First, of course, there is the coronavirus, which is most deadly for those over the age of 65. They are nearly four times more likely to be hospitalized if they contract the disease than patients in their 30s. Eight out of 10 COVID-19 deaths reported in the United States have been adults age 65 or above.
As a result, all prudent older Americans are taking every precaution to avoid the virus. That means many are quarantining alone. Many older people lack the internet savvy or the technology to make the most of virtual gatherings. Many are skipping medical appointments, avoiding family and isolating in a way that is itself a risk factor for older people.

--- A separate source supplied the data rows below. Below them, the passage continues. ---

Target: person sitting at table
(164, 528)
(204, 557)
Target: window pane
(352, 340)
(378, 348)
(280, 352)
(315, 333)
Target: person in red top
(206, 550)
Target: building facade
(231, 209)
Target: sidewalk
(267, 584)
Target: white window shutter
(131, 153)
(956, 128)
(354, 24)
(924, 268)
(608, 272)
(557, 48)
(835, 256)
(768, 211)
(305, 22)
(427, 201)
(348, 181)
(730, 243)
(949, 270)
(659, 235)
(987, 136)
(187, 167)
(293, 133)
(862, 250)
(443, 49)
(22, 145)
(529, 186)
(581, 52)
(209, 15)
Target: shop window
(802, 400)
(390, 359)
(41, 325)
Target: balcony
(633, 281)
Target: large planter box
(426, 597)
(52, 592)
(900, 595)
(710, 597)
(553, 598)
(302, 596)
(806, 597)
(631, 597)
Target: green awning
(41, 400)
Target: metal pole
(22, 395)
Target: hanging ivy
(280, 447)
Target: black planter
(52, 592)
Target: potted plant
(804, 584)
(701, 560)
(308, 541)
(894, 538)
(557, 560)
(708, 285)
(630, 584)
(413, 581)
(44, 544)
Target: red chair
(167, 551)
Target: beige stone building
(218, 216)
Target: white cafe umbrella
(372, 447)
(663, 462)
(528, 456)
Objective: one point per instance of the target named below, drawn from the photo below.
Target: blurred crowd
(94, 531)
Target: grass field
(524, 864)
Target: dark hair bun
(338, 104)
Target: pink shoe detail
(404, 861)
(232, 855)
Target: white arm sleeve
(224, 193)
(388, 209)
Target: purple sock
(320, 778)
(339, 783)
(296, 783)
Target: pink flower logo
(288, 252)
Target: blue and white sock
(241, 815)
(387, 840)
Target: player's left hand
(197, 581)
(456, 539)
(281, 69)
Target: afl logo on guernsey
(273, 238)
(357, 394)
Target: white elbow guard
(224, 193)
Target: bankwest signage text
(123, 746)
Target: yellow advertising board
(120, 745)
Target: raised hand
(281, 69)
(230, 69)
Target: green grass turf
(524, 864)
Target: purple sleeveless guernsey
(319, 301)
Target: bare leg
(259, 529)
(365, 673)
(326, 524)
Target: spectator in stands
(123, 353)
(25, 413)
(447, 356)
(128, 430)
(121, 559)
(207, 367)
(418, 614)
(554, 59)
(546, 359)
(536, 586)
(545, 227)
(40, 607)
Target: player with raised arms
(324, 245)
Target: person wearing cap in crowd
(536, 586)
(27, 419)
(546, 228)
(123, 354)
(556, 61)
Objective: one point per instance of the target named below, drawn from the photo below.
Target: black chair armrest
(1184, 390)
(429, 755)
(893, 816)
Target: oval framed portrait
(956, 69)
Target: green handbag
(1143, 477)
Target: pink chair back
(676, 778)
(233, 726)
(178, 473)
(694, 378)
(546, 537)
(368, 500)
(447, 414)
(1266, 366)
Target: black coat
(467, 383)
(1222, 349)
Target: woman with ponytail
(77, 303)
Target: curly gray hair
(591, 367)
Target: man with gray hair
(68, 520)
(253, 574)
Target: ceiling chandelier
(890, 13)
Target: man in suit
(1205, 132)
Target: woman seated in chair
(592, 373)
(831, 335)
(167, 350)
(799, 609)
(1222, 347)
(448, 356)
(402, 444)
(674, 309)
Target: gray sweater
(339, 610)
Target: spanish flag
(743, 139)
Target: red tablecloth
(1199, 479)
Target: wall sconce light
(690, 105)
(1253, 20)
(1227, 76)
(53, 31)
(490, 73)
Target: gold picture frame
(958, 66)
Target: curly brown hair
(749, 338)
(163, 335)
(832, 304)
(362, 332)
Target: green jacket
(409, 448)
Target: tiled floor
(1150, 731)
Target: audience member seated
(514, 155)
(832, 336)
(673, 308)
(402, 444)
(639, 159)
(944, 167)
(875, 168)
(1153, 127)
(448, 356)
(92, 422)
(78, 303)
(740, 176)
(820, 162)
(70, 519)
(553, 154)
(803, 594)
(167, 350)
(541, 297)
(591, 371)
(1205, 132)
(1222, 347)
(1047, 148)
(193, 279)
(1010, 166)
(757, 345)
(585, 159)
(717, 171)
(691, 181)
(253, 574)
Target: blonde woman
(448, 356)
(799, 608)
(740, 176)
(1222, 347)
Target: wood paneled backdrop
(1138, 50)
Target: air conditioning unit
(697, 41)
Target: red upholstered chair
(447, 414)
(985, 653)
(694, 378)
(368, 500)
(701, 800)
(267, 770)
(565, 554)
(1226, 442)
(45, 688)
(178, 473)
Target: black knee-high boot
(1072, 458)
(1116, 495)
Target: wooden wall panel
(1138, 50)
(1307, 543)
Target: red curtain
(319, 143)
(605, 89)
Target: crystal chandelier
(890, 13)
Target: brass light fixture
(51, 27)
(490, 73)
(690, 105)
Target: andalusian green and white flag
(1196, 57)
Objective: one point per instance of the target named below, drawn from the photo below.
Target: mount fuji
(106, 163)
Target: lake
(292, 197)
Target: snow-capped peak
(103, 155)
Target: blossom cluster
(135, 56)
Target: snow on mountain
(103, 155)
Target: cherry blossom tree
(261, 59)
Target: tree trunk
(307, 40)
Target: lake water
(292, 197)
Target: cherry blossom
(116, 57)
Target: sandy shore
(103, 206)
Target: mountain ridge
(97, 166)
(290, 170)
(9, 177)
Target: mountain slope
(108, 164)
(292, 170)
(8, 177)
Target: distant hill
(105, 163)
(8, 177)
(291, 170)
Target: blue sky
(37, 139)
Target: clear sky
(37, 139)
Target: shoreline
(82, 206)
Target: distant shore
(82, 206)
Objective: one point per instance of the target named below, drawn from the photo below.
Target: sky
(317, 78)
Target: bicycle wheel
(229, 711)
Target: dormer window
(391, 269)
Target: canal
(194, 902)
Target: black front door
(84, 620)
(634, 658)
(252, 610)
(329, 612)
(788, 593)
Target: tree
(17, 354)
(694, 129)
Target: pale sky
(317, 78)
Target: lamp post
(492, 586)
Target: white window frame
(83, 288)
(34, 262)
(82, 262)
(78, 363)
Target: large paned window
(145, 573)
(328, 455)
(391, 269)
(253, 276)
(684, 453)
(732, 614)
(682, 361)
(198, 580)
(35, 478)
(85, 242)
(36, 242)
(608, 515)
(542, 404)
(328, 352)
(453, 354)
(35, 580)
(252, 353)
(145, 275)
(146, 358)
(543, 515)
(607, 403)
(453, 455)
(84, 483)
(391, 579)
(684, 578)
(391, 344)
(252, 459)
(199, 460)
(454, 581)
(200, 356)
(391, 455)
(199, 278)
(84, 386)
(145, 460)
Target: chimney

Then there is the danger of wildfire. Fifty-three of the 85 people who died in the Camp Fire were senior citizens. That is not a surprise. The nonprofit Direct Relief recently mapped out California towns most at risk of devastating wildfire and it’s based in part on the percentage of retirees in each place. Cities as disparate as Malibu and Dunsmuir scored high risk partly because of predictable trouble evacuating older residents.
Older people suffer more from rolling blackouts and planned power outages, too. They are often less able to simply go some-place cooler or relocate to an air-conditioned room. Many require power for medical devices like CPAP machines.
Now add the potential for postal service failure. Older Americans particularly need reliable service for delivery of household goods when it’s unsafe to head to the local big-box retailer, for prescription medications, for Social Security benefits, and on and on.
There are still cultures that revere their older members of the society, though it is increasingly clear we are not among them. By some estimates, as many as 7.2 million people over the age of 65 live in poverty in this country. California is one of nine states with at least 15 percent of its over-65 population defined as poor using the Census Bureau’s Supplemental Poverty Measure.
Meanwhile, the services our senior citizens rely on are under assault. In an attempt to rectify a budget that had lost its balance amid a pandemic, Gov. Gavin Newsom announced cuts to In-Home Supportive Services, which provides caregiver support to 625,000 residents. The budget also gutted community-based adult services like the Coastside Adult Day Health Center, and slashed another program that helped seniors make their homes more livable by providing grab bars and other essentials.
They say you can tell a society by the way it treats its most vulnerable people. What will historians say about the way we are treating our parents and grandparents these days?